Richard Ginika Izuora
The British energy secretary, Grant Shapps, has proposed placing higher taxes on natural gas than power to spur the country’s shift to a low-carbon economy, according to UK .
The UK has long relied on gas for domestic use, helped by a reduced rate of value added tax on the fuel and an established infrastructure. The government however wants people to shift from fossil-fuel boilers to electric heat pumps, where uptake of the lower emission technology is among the worst in Europe.
Changing the system would require levies to move “onto the gas side of things because it would automatically make the economics of an electric-driven economy better,” Shapps said at a briefing on his Energy Security plan.
The country aims to make “significant progress” toward re-balancing gas and electricity prices by the end of 2024, including by decoupling gas from electricity costs. It will run consultations on how best to do this.
Shapps was speaking as the UK unveiled its wide-reaching energy strategy that included plans to expand a home energy efficiency program as well as more investment in electric vehicle charging points and heat pumps. While long on ambition, the plan offered little in the way of new spending.

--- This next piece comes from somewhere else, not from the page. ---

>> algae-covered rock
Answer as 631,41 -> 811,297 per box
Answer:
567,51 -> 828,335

The government has already pledged £450 million ($557 million) to help people upgrade gas boilers to heat pumps in order to meet a target of 600,000 new fittings each year by 2028. If installed at the same rate as Norway, one of Europe’s leaders in heat pump sales, the technology could displace 70 per cent of UK domestic gas usage by 2032, according to analysis by the Energy and Climate Intelligence Unit think tank.